Après avoir réfléchi, avec Deny-Robert Dufour, sur les raisons et les modalités de la confiscation de l'otium par le libéralisme depuis les Lumières anglaises, je poursuis ici le cheminement avec la découverte des moments de la résistance, tout au long de notre histoire intellectuelle occidentale, qui ont permis le développement, l'épanouissement ou simplement la survie de ce concept d'émancipation individuelle. Cet essai brillant, posé, remarquablement bien écrit, se propose à la fois de poser la définition de l'otium à travers ses multiples évolutions dont la première remonte déjà à la métamorphose entre la skhôlè grecque et l'otium latin – évolutions souvent contestataires voire révolutionnaires – et de le mettre en relation avec l'art et son enseignement, son descendant exemplaire, et avec la démocratie dont il est présupposé. De plus, depuis la Renaissance française et à cause de son incompatibilité radicale avec le christianisme, l'otium doit être associé avec les politiques culturelles publiques ; cette circonstance place l'art et la culture dans des relations dialectiques complexes et changeantes avec le pouvoir royal puis républicain. En effet, avant d'être l'ennemi du productivisme et de la société mercantile, l'otium a dû lutter contre la religion, et en cela il s'est fait le compagnon de route de la laïcité (dans l'histoire de laquelle l'importance de la monarchie de Juillet m'était inconnue), mais au risque de se laisser instrumentaliser par le politique. Quant à l'art et à son enseignement, ses ennemis viennent parfois de là où on ne les attend pas, même si Dufour nous a appris à nous méfier de Mai 68 et même de Pierre Bourdieu...







Table :



Introduction



Préambule : Vita activa / Vita contemplativa -

S'arrêter et rasseoir en soi, explorer les profondeurs de l'être [Montaigne et Valéry]

L'instrumentalisation du monde [Hannah Arendt]

La vérité suprême de la vie est l'art [Heidegger et Proust]



I Archéologie de l'otium studieux -

De la Skhôlè grecque à l'otium latin [Platon et Sénèque]

Le christianisme et l'otium [Foucault]

La Renaissance de l'otium et les Académies [Marc Fumaroli]



II Une politique de l'esprit -

François Ier et la « prudence lettrée » [Budé]

Des Académies aux Sociétés de pensée révolutionnaires

Fortifier sa raison, cultiver son esprit [Condorcet]

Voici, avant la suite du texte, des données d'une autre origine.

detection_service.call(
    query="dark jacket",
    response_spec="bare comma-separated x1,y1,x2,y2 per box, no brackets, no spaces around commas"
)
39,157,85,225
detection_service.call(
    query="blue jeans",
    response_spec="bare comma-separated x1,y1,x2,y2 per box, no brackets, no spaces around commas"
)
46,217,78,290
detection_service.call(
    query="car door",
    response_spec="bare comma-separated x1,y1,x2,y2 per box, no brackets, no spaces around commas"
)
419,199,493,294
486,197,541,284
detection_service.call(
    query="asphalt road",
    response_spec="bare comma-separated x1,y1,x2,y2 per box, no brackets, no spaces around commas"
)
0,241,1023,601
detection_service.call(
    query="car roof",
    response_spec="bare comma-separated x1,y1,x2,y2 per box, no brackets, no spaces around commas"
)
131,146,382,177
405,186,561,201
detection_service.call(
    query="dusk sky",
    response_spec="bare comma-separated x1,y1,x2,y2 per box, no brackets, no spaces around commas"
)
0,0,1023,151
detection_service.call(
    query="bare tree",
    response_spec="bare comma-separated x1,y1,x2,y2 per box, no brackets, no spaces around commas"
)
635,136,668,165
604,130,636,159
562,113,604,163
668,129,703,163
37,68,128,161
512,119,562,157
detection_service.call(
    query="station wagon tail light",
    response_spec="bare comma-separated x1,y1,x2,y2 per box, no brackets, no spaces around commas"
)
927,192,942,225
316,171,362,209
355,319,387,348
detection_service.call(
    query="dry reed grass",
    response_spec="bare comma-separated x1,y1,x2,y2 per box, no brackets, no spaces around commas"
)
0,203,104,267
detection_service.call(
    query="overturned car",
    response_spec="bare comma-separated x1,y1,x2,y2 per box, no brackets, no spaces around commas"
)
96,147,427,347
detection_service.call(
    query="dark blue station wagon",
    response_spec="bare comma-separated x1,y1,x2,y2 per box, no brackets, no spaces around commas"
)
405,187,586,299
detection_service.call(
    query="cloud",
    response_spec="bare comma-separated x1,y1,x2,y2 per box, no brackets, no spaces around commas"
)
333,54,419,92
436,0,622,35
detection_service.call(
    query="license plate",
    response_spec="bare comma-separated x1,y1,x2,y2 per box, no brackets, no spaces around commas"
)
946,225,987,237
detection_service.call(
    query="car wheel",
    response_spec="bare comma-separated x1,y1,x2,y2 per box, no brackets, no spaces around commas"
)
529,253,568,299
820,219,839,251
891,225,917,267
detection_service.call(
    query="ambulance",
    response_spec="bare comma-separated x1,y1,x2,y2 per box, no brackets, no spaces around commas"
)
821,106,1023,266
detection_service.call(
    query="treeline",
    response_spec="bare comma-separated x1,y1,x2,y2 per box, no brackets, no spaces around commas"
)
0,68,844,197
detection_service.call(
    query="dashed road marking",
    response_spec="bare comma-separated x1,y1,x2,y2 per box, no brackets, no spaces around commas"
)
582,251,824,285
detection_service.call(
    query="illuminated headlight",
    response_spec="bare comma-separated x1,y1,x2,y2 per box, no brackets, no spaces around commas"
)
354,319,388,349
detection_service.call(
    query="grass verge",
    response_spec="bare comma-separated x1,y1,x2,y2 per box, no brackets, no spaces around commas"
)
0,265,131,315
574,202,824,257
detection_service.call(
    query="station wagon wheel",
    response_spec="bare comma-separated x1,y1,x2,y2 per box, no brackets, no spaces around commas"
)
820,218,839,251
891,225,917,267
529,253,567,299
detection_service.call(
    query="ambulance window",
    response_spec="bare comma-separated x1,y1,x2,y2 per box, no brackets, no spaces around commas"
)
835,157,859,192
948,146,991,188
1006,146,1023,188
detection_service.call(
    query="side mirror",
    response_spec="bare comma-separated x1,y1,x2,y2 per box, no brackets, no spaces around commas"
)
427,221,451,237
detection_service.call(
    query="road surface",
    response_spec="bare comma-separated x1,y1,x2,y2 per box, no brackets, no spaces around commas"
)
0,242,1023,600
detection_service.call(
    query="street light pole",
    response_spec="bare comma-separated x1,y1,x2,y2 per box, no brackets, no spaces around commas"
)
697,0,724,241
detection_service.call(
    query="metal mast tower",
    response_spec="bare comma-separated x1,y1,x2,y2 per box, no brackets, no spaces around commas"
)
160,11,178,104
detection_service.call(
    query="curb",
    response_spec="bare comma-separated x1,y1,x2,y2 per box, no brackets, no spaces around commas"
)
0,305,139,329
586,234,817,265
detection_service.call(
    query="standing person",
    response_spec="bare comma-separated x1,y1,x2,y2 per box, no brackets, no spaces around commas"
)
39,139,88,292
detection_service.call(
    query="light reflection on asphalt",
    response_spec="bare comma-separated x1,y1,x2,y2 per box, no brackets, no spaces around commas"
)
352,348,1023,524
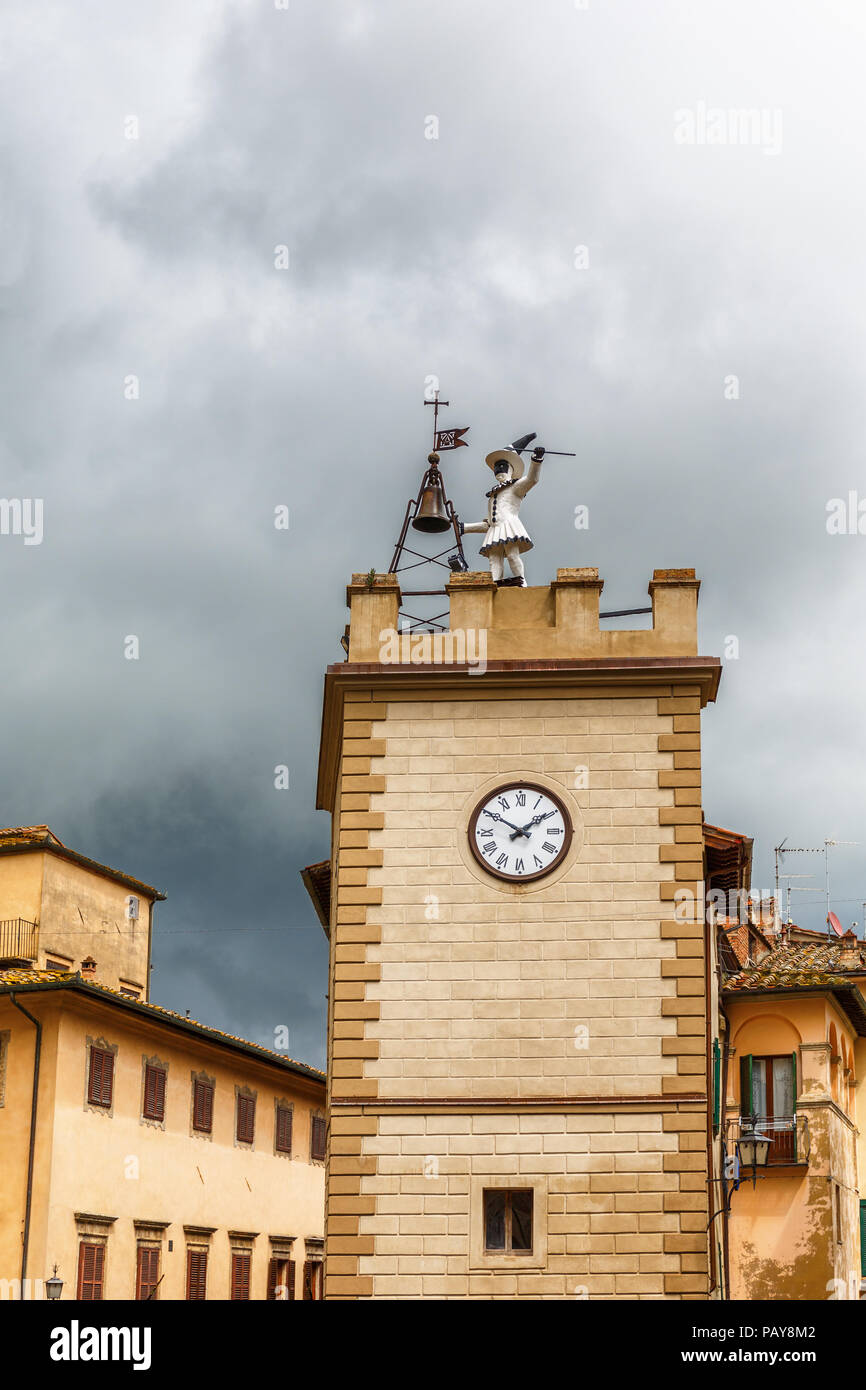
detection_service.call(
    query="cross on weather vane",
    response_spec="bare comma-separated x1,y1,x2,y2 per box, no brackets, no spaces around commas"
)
424,388,468,453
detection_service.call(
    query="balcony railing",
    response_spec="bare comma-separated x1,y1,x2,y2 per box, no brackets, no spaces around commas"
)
728,1115,809,1166
0,917,39,965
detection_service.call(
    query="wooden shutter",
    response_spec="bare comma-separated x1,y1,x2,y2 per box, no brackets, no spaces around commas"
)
236,1095,256,1144
135,1245,160,1300
791,1052,796,1163
186,1250,207,1300
88,1047,114,1108
192,1081,214,1134
78,1240,106,1302
310,1115,325,1158
145,1066,165,1120
740,1052,755,1118
277,1105,292,1154
231,1250,250,1300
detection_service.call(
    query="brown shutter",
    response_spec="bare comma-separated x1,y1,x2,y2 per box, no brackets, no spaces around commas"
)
78,1240,106,1302
145,1066,165,1120
236,1095,256,1144
135,1245,160,1300
192,1081,214,1134
231,1250,250,1300
88,1047,114,1108
277,1105,292,1154
310,1115,325,1158
186,1250,207,1300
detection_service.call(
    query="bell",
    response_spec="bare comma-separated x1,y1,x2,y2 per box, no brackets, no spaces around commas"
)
411,457,452,532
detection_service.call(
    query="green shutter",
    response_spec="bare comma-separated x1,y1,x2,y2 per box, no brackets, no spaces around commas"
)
740,1052,755,1116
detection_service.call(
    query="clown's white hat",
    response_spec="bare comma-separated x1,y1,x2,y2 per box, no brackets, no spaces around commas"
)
484,445,524,482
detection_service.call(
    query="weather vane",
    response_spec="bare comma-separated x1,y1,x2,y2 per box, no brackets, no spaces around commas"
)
389,389,574,630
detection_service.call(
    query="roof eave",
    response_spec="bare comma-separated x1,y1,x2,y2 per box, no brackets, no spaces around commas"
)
0,976,327,1086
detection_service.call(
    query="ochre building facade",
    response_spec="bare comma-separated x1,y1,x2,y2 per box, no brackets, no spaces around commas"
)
318,569,720,1298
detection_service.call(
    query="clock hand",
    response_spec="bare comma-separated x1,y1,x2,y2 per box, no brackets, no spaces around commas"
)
482,810,530,840
506,809,556,840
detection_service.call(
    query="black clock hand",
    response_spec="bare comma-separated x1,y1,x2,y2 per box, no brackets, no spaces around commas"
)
482,810,530,840
506,808,556,840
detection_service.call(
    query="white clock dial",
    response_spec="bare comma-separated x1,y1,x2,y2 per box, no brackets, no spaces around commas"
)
468,783,571,883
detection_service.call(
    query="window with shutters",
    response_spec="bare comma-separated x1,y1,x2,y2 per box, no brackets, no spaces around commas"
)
740,1052,796,1163
303,1259,322,1300
78,1240,106,1302
274,1105,292,1154
142,1062,165,1120
310,1115,325,1159
231,1250,253,1301
267,1255,295,1302
484,1187,534,1255
135,1245,160,1301
0,1029,13,1105
235,1093,256,1144
186,1248,207,1302
192,1077,214,1134
88,1044,114,1111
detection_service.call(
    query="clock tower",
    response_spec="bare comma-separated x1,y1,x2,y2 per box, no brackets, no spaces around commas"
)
318,558,720,1300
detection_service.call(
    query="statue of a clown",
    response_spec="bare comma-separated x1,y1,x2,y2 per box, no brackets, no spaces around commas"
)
460,434,545,588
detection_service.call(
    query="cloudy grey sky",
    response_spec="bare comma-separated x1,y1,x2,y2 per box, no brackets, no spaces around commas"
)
0,0,866,1063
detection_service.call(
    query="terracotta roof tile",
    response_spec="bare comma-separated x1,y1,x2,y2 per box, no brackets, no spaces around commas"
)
0,969,325,1081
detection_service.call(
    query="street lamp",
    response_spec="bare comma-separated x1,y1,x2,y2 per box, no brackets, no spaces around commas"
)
737,1127,771,1187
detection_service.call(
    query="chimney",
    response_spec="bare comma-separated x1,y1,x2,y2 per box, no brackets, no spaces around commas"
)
837,929,863,970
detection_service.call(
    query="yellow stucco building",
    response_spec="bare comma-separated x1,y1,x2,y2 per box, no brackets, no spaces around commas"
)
0,827,325,1300
717,916,866,1300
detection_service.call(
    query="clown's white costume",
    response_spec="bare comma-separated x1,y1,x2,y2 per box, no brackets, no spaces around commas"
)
460,435,545,588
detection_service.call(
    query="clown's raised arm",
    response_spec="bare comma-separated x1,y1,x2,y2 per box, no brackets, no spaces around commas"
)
514,445,545,498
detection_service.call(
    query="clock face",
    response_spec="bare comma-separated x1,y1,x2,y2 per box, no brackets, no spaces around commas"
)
468,781,571,883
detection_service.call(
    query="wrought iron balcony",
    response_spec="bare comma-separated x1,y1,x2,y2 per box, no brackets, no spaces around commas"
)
0,917,39,966
727,1115,810,1168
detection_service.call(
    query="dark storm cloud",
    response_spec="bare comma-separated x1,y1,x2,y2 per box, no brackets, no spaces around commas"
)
0,0,866,1062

L’État est laïque pour le salut de toutes nos libertés [François Guizot (1787-1874), personnalité centrale du volontarisme culturel sous la monarchie de Juillet]

Il faut un grand ministre de l'intelligence publique [idem – suite]



III L'éducation artistique au cœur de l'otium -

Orientation mercantile contre épanouissement individuel [Léon Laborde et le Second Empire]

L'enseignement doit surtout être scientifique [Durkheim et la IIIe République]

L'art détourne donc de la vie morale, parce qu'il détourne de la vie réelle [idem – suite]

L'éducation artistique confinée à la créativité individuelle [avant et après Mai 68]

L'histoire des arts, atelier de l'otium dans la scolarité [des arts plastiques à l'histoire des arts, depuis 2008]



IV La République, rempart contre le negotium ?

Malraux et la puissance métaphysique de l'art

L'objet d'art est l'objectivation d'une relation de distinction [relecture critique de Bourdieu]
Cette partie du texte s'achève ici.